Three weeks ago, I led a Life Stories session at the history center of an adjacent county. It was our sixth of eight sessions, the time I generally include questions about natural disasters, severe weather and significant fires that participants have experienced. Here in southern Indiana, that means asking specifically about the Blizzard of 1978. A retired mail carrier in the class recalled that residential mailboxes were buried for weeks — so residents set washtubs above the snow to receive their mail.
After we talked about the blizzard, I asked for memories from the Saturday night in June 1990 when back-to-back tornadoes struck the town. Those tornadoes killed six residents and destroyed homes as well as an apartment building, school, nursing home and nearly 20 businesses. One class participant spent that evening bartending at a wedding reception. One of the women in the class, a retired nurse, could tell us whose wedding it was, as the bride was her co-worker. She also reported that about 25 nurses were at that wedding reception, which proved invaluable when the reception hall later became a triage area.
A week later, I suspended our classes. We will pick up when life returns to normal, but in the meantime I just dropped in the mail the list of prompts I referred to at our last gathering.
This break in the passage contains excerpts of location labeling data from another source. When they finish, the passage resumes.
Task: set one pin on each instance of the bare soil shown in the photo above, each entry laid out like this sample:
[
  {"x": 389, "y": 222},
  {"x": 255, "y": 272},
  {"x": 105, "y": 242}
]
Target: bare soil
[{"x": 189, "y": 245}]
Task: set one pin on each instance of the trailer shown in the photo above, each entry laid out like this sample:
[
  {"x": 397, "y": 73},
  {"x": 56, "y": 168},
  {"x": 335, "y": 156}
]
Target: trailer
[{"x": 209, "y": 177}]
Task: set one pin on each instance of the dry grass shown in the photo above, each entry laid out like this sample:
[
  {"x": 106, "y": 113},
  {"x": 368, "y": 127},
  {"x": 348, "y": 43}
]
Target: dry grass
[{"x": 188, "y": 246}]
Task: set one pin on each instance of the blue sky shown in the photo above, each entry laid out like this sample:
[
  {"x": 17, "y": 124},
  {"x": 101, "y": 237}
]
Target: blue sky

I couldn’t help but encourage these writers also to consider documenting their experiences related to the coronavirus pandemic.
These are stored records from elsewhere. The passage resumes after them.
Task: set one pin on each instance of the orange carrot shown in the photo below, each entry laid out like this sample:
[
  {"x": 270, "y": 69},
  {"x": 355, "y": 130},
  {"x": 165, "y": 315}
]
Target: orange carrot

Here are some questions you might want to consider answering for your own families:
How has the coronavirus pandemic affected you and your family?
In light of the government’s stay-at-home orders, how are you keeping in touch with each other? Have you developed new rituals?
What places that you used to frequent have been closed to the public? What events that you would have attended (social, sports, cultural, etc.) have been canceled? How are you reacting to these disappointments?
If you are the person in your family doing the grocery shopping, try to describe a typical trip to the store. Include details of the changes that have taken place since a month ago.
What activities have you done as you’ve sheltered in place?
Do you have grandchildren completing their studies online rather than in schools or at universities?
Are you attending church services online?
What is your best advice for coping?